MONEY – Forget New Year Resolutions, time to do some Accounting

Year end welcomes its deal of rituals. From New Year Resolutions to Past Year Review, I’ve tried many variations, with all sorts of associated accountability frameworks. Before we dwell in Past Year Review in a future post (definitely one of the most effective), I’d like first to encourage you to do two ultra-quick accounting exercices. This will ensure you start the year with your Finances on track –  and adjust your Christmas Shopping according to what you can actually afford, not based on your credit card limit.

1 – Update your cash-flow statement 
A simple income statement will do (monthly works best in my experience):
  • Income: Salary, Investments Income, any other item that brings cash to your account
  • Savings: yes, ensure you do have a clear target for savings
  • Expenses: Rent, Mortgage, Groceries, Utilities, Gym, Transportation…
        Income – (Savings + Expenses) will be your “Safety Margin” or “guilt-free spending” to borrow Ramit Sethi’s wording.

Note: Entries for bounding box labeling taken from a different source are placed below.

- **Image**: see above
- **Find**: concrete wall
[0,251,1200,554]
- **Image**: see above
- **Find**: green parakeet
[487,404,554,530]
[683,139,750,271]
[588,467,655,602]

2 – Build your personal balance-sheet
Even if you did not take Accounting as a minor, this is a straightforward process:  1 page, 2 columns.
Left side: Assets
Cash & Equivalent: what’s on your bank accounts (including fixed deposit if any)
Investments: stocks, any saving plan, including voluntary contribution to a pension plan
Others: anything valuable that you will be able to sell easily (estimated at resell value)
Right side: Liabilities
Credit Card Bills yet to be paid
Unpaid Taxes
Other loans
        Assets – Liabilities = Your Net Worth 

Once you’ve prepared these documents, you’ve removed the guess-work out of the Financial Equation and you can start assessing your personal situation and taking relevant actions based on your goals. For instance, if you plan to travel to Central America next summer, you can adjust your next months cash-flows to ensure you have enough to make the most of this upcoming trip.

Most of us tend to overestimate both our “Safety Margin” & “Net Worth“, which can lead to Financial stress.  Year End is a great time to take a fresh look at personal finances and ensure they won’t get in the way of your New Year projects. Simple systems can help you to stay on top of your finances, without any specific Taxes or Accounting knowledge. If you are new to this topic, I suggest that you order for Christmas a copy of Ramit Sethi’s I Will Teach You to Be Rich and in the meantime listen to his recent conversation with Tim Ferris.

As usual, keep in mind that I am not a qualified financial advisor hence make sure you consult relevant professionals before making any kind of financial decision.